Peripheral Minor Nerve Injuries

What is a minor nerve injury?

Minor nerve injuries are also known as entrapment neuropathies (entrapment – mild compression or elongation of a nerve, neuropathy something wrong with a nerve ) of which carpal tunnel is the most common along with cubital tunnel, radial tunnel syndromes in the arm, sciatica, piriformis syndrome and peroneal nerve syndrome being the most common in the lower limb. In the upper limb, it is also known as non specific arm pain (NSAP) and can be part of what was known as RSI or work related upper limb disorder (WRULD). These problems can often all be referred to by physiotherapists as neural problems also.

What are the symptoms?

They can manifest as ‘lines of pain’ or may occur as ‘clumps of pain’ along the course of a nerve. It may begin gradually with no history of trauma with symptoms that come and go initially and gradually over time become more present more of the time coming on more quickly and taking longer to ease possibly during computer work or driving.

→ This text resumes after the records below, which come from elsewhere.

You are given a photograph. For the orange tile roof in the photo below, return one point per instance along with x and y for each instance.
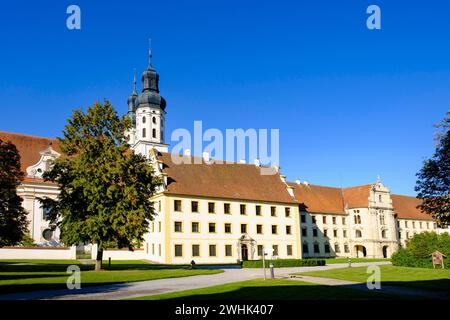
(406, 208)
(226, 181)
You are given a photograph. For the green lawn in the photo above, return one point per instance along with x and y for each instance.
(271, 290)
(39, 275)
(430, 279)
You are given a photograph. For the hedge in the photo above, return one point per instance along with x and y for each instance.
(284, 263)
(419, 249)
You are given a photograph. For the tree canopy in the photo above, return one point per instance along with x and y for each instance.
(433, 184)
(13, 217)
(105, 188)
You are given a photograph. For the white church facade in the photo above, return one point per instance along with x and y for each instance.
(224, 213)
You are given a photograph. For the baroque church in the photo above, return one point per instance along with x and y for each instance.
(224, 213)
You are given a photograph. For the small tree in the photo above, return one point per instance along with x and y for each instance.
(13, 217)
(105, 188)
(433, 184)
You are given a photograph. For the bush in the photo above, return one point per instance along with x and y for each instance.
(419, 249)
(284, 263)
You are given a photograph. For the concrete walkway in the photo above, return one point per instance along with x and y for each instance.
(154, 287)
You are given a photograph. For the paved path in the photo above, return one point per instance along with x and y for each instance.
(154, 287)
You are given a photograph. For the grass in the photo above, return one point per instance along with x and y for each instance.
(271, 290)
(420, 278)
(43, 275)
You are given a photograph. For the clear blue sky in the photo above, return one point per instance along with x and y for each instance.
(350, 103)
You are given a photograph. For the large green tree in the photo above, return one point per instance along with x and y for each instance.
(13, 217)
(433, 184)
(105, 188)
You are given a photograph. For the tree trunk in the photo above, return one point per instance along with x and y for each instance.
(98, 261)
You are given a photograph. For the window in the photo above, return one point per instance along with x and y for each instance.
(196, 250)
(47, 234)
(273, 211)
(289, 250)
(178, 226)
(287, 212)
(288, 230)
(259, 228)
(275, 249)
(178, 250)
(304, 232)
(316, 248)
(274, 229)
(177, 205)
(336, 248)
(212, 250)
(305, 248)
(211, 207)
(260, 250)
(228, 250)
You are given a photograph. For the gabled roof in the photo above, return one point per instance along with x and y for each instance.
(227, 181)
(406, 208)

These symptoms can also result from mild trauma which then subsequently cause changes to structures along the course of a nerve leading to the onset of symptoms eg from a slip or fall or a knock. They are often mistaken for a muscle or tendon strain eg biceps strain or a hamstring or calf strain. Often more than one structure along the course of a nerve is involved including either from the neck or the back and then other joints and / or muscles along its course along the arm or leg. These conditions are being increasingly known as multiple entrapment neuropathies recognising more than one area of the nerve is affected.

What is the cause?

Essentially what is happening is that at more than one site along the course of the nerve a mild compression or elongation is occurring reducing the blood flow to the nerve, reducing oxygenation to the nerve, leading to the nerve secreting pain causing inflammatory chemicals in the area. Pins and needles can also result from this compression. If the compression/ elongation is mild or slow enough the nerve structure can accomodate and no symptoms occur.

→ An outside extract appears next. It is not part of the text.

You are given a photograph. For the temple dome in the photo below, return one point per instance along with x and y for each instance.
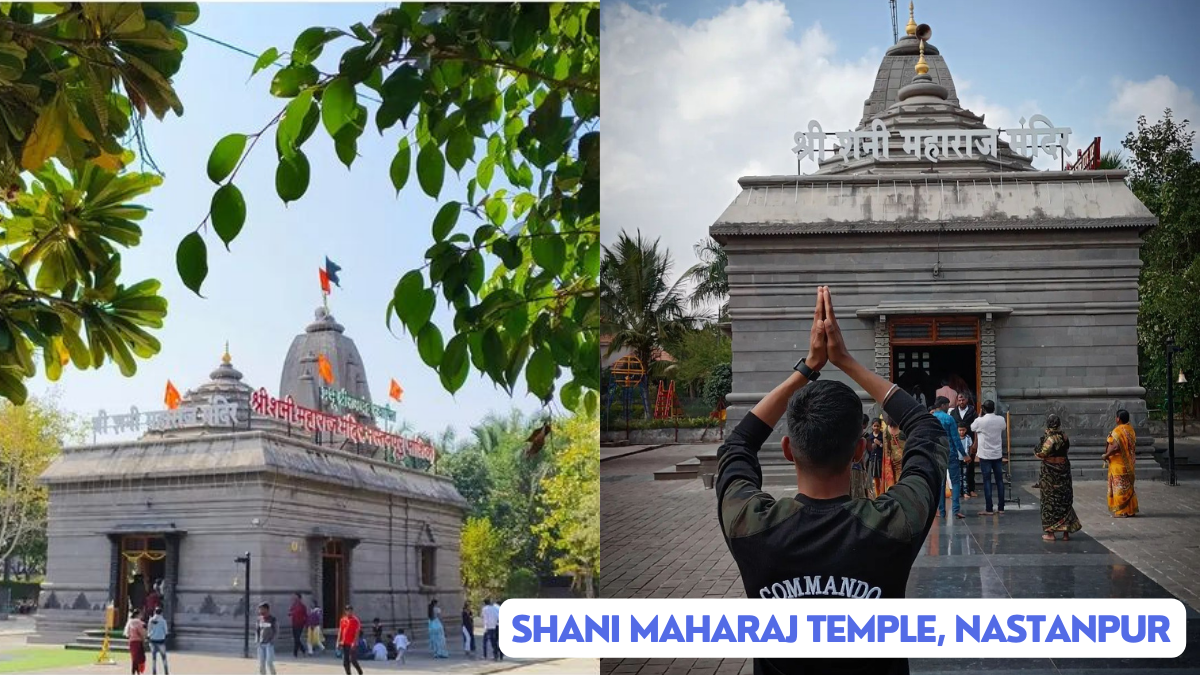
(897, 71)
(301, 378)
(910, 102)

However, if it occurs more quickly or there is more than one site of compression / elongation, even though very mild, the sum of them causes the nerve to secrete these pain producing inflammatory chemicals in the tissues and also begins slowly to affect pain perception in the central nervous system. If compression is ongoing or more severe, then the nerve fibres themselves can be affected directly affecting nerve conduction causing a loss of sensation or muscle weakness. and possibly loss of tendon reflexes.

How can physiotherapy help?

Treatment and management of this condition can comprise of use of anti inflammatories and or anti inflammatory gel or cold packs locally to treat symptoms only, but long term will not deal with the underlying cause. Other measures are needed to increase circulation to the nerve, systemically with some form of cardiovascular exercise, even just walking, provided walking is not an aggravating factor.

Locally, at the site(s) of compression / elongation, treatment aimed at decompressing any sites of compression or alleviating areas of elongation of the nerve to locally improve blood circulation through the nerve through physiotherapy together with simple exercises also to increase local nerve circulation. Treatment duration is related to the period of symptoms if caught early alleviation of symptoms can be even in just a few treatments.

However, if symptoms have been ongoing for some time then treatment over a longer period is required for the nerve to recover more fully. Physiotherapists are trained to recognise, clinically diagnose and treat this condition.